Historically it brought to mind where this split of location vs orientation actually occurred, From Self’s descriptions and wider reading, it is obviously bound up with the commodification of space and the systems of capitalism and commercialisation which we all inhabit. This, obviously is tied up with commercial society itself, in part born out of the rationality and experiential philosophy of the Scottish enlightenment… Hume, Smith etc. Around this time the New Town was developed along these lines, and the Hume Walk was established on the public space of Edinburgh’s Calton Hill.
The Hume Walk views the town and the wider country as a series of vistas, each composed and laid up at a distance by the merit of Calton Hill as a vantage point from which to view the city. The hill was in this way removed, much like the way in which we view google maps today, or our experience of urban space through the time/money/efficiency metric. The space, the city, was commodified into views, set pieces devoid of actual contact. Was the Hume walk a forerunner of the time and money metric which so governs our urban experience?
The development of the New Town was also key to this, and when the conversation eventually meandered to discussion of Edinburgh itself, provoked the comments from Will Self that the new town was now a place of “shadow streets… antiseptic and denuded.” The “sepulchral vibe” Self described the locale was having I though was perhaps a little strong (I myself lived in the New Town for a period and never found it that devoid of real life at all). But if commodification is a result of our commercial society, then surely the rational urban geometries of the new town are a result of this development? “Form follows finance” uttered Self, and this holds true with the new town. We know that Adam’s labours over the size and shape of the drawing room, this new space of social interaction so key to enlightenment ideology, was also driven in part by profit. The very fact this space of social interaction and cross pollination of ideas was now private property not a public close or wynd as in the old town, and not those fermenters of the enlightenment themselves, the public house.

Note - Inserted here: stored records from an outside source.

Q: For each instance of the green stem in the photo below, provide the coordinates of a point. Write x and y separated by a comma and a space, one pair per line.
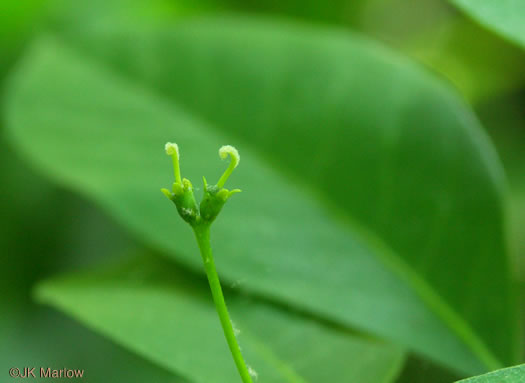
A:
202, 234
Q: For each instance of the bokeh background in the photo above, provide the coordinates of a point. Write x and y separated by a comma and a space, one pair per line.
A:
45, 230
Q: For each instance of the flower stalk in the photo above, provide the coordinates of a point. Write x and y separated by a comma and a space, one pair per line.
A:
200, 217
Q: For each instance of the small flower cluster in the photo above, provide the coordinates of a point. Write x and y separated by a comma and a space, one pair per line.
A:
215, 196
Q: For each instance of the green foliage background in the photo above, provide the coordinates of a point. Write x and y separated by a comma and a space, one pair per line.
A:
379, 237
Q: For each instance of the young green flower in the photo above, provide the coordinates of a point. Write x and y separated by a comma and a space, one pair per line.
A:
215, 196
200, 218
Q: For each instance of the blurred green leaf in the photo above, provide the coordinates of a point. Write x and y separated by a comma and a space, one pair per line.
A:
506, 17
506, 375
165, 315
371, 195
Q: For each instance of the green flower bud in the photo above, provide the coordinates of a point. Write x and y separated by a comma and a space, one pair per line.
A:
215, 196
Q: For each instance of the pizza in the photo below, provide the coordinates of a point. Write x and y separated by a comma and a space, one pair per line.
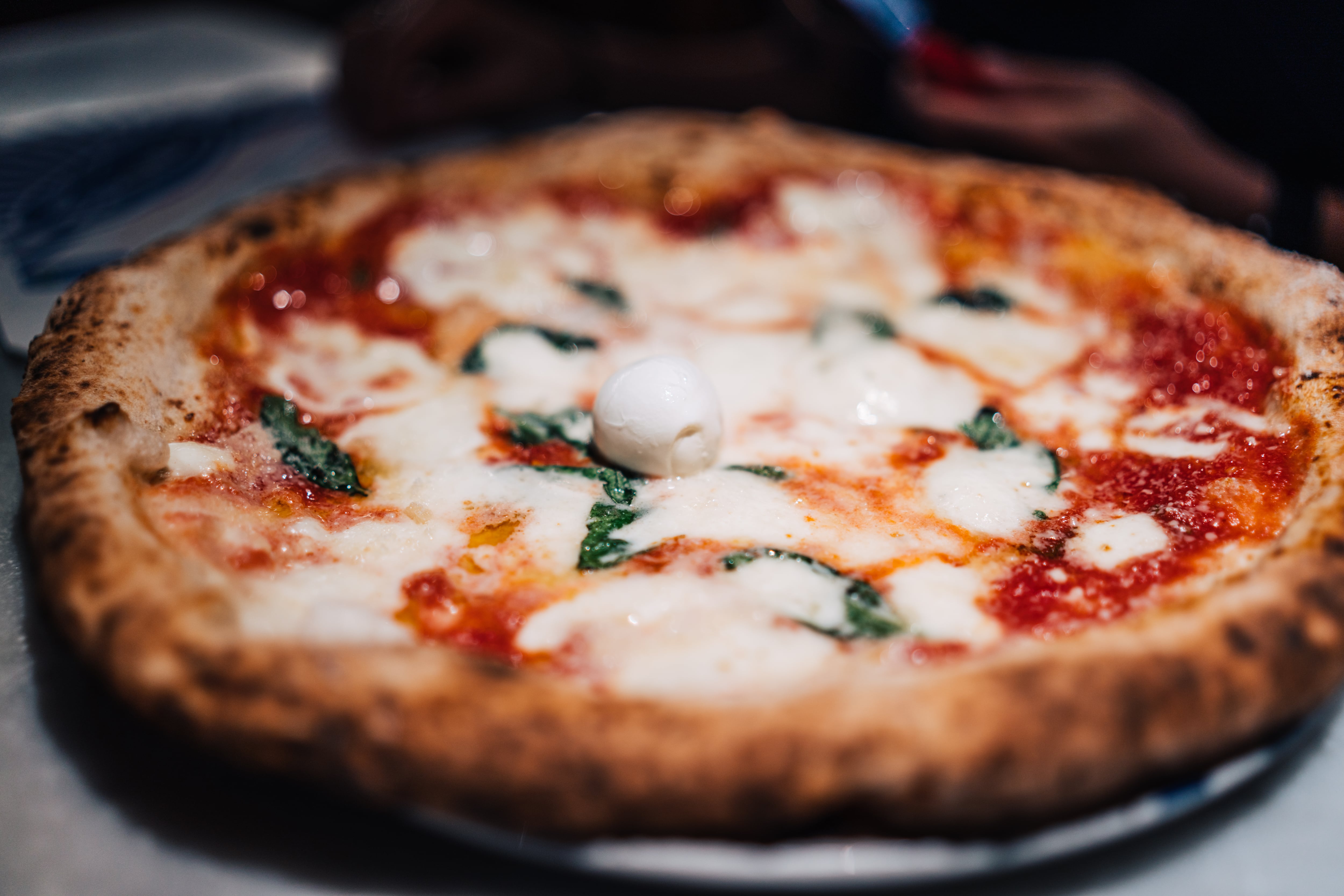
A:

On an urban scale, the sequencing of the open spaces in the new town exists to break up the monotony and placelessness of the grid form. Most tellingly however, is the fact that these spaces are not, in-fact public at all. They are private, gated parks and green gardens with the key-holders the owners and feuars of the grand townhouses which line the streets. The streets themselves becoming separated sterile, a far cry from a space of interaction. To the private citizen, the streetscape is just as gated and closed off as any warren.